The Securities and Exchange Commission has announced proposed amendments to Regulation S-P that would enhance the protection of customer information by, among other things, requiring broker-dealers, investment companies, registered investment advisers, and transfer agents to provide notice to individuals affected by certain types of data breaches that may put them at risk of identity theft or other harm. 

“Though Regulation S-P currently requires covered firms to notify customers about how they use their financial information, these firms have no requirement to notify customers about breaches,” said SEC Chair Gary Gensler. “I think we should close this gap. Thus, under our proposal, covered firms would be required to notify customers of breaches that might put their personal financial data at risk. I believe that these amendments, if adopted, would help customers maintain their privacy and protect themselves.” 

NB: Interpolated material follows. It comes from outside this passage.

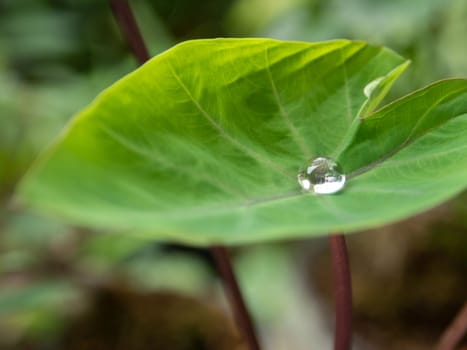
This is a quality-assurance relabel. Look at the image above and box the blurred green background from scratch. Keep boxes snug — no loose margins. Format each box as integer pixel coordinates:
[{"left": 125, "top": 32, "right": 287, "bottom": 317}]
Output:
[{"left": 0, "top": 0, "right": 467, "bottom": 350}]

Regulation S-P requires registered firms to “adopt written policies and procedures that address administrative, technical, and physical safeguards for the protection of customer records and information.” 

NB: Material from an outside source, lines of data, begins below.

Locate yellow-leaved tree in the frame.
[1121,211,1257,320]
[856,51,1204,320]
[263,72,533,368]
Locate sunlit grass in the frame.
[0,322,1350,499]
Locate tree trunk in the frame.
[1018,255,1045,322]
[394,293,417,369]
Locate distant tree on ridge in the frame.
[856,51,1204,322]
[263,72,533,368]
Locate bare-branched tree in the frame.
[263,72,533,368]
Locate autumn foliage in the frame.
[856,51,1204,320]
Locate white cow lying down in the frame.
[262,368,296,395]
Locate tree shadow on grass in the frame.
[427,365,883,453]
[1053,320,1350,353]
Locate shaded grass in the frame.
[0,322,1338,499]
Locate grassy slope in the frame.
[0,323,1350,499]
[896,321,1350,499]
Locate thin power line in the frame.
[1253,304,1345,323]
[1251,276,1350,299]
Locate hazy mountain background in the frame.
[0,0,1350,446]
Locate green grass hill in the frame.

The Association for Financial Markets in Europe (AFME) has published its responses to the European Banking Authority (EBA) consultation paper on its draft Guidelines on the overall recovery capacity (ORC) in recovery planning. The consultation’s deadline was 14th March 2023. The objective of the ORC is to provide a summary of the overall capability of an institution to restore its financial position after a significant deterioration by implementing suitable recovery options. AFME note in their response: “The most problematic part is the new regulatory assessment and rating of the ORC: the ORC score assessments and benefits are not clear at this stage and we urge caution to inclusion in the Supervisory Review and Evaluation Process assessment given ORC assessments must be tailored to each banks specific profile, is highly dependent on the scenario chosen, and therefore is inherently not conducive to comparison or benchmarking.” 

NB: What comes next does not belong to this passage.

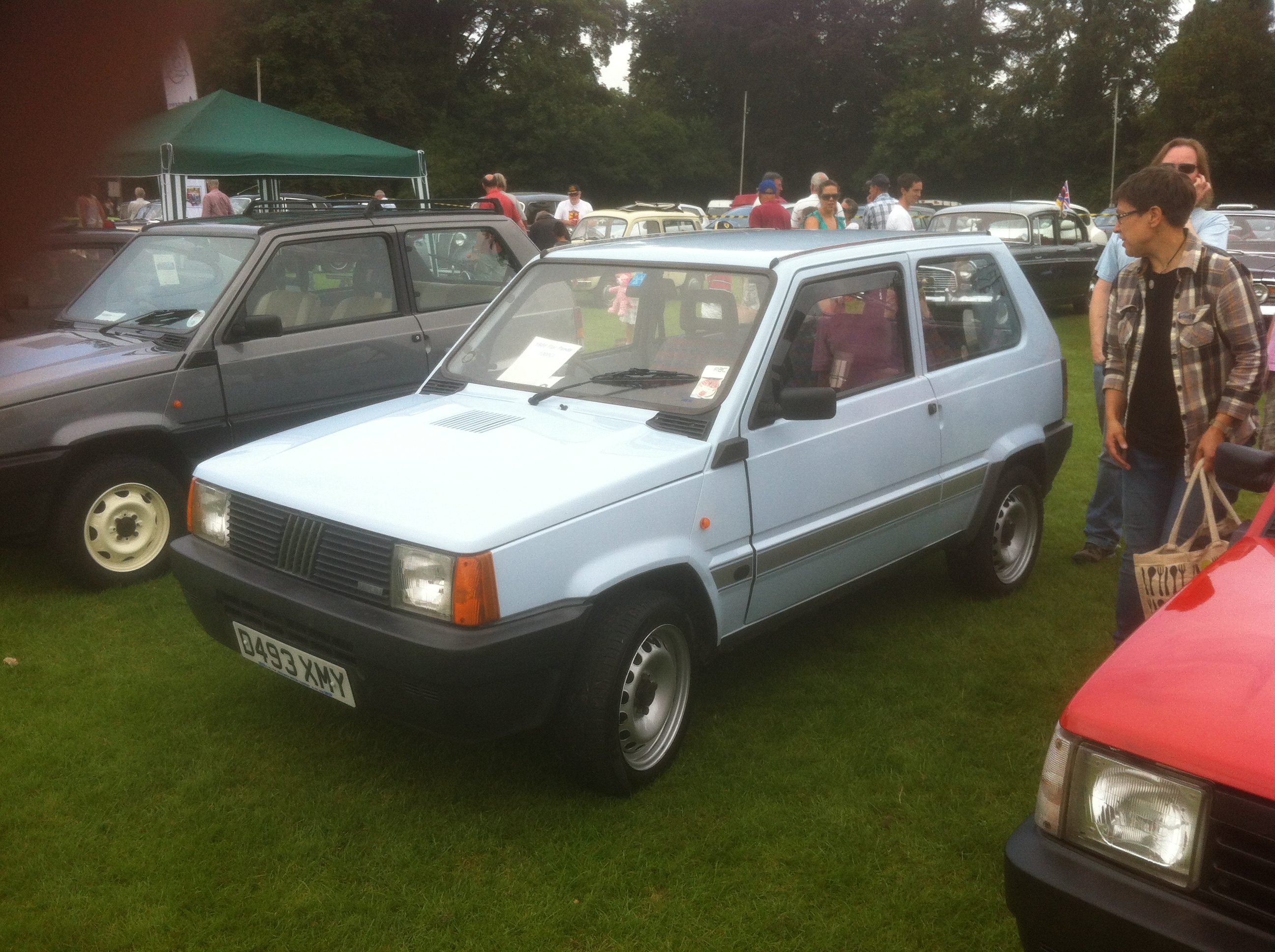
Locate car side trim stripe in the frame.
[758,483,942,576]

The Justice Department has closed ChipMixer, a darknet cryptocurrency “mixing” service responsible for laundering more than $3 billion worth of cryptocurrency since 2017. Ransomware, darknet market, fraud, cryptocurrency heists and other hacking schemes are amongst the crimes with which it was allegedly involved.  The operation involved US federal law enforcement’s court-authorized seizure of two domains that directed users to the ChipMixer service and one Github account, as well as the German Federal Criminal Police’s (the Bundeskriminalamt) seizure of the ChipMixer back-end servers and more than $46 million in cryptocurrency 

As alleged in the complaint, ChipMixer attracted a significant criminal clientele and became indispensable in obfuscating and laundering funds from multiple criminal schemes.  Between August 2017 and March 2023, ChipMixer processed: 

• $17 million in bitcoin for criminals connected to approximately 37 ransomware strains, including Sodinokibi, Mamba and Suncrypt; 
• Over $700 million in bitcoin associated with wallets designated as stolen funds, including those related to heists by North Korean cyber actors from Axie Infinity’s Ronin Bridge and Harmony’s Horizon Bridge in 2022 and 2020, respectively; 
• More than $200 million in bitcoin associated either directly or through intermediaries with darknet markets, including more than $60 million in bitcoin processed on behalf of customers of Hydra Market, the largest and longest running darknet market in the world until its April 2022 shutdown by U.S. and German law enforcement; 
• More than $35 million in bitcoin associated either directly or through intermediaries with “fraud shops,” which are used by criminals to buy and sell stolen credit cards, hacked account credentials and data stolen through network intrusions; and 
• Bitcoin used by the Russian General Staff Main Intelligence Directorate (GRU), 85th Main Special Service Center, military unit 26165 (aka APT 28) to purchase infrastructure for the Drovorub malware, which was first disclosed in a joint cybersecurity advisory released by the FBI and National Security Agency in August 2020.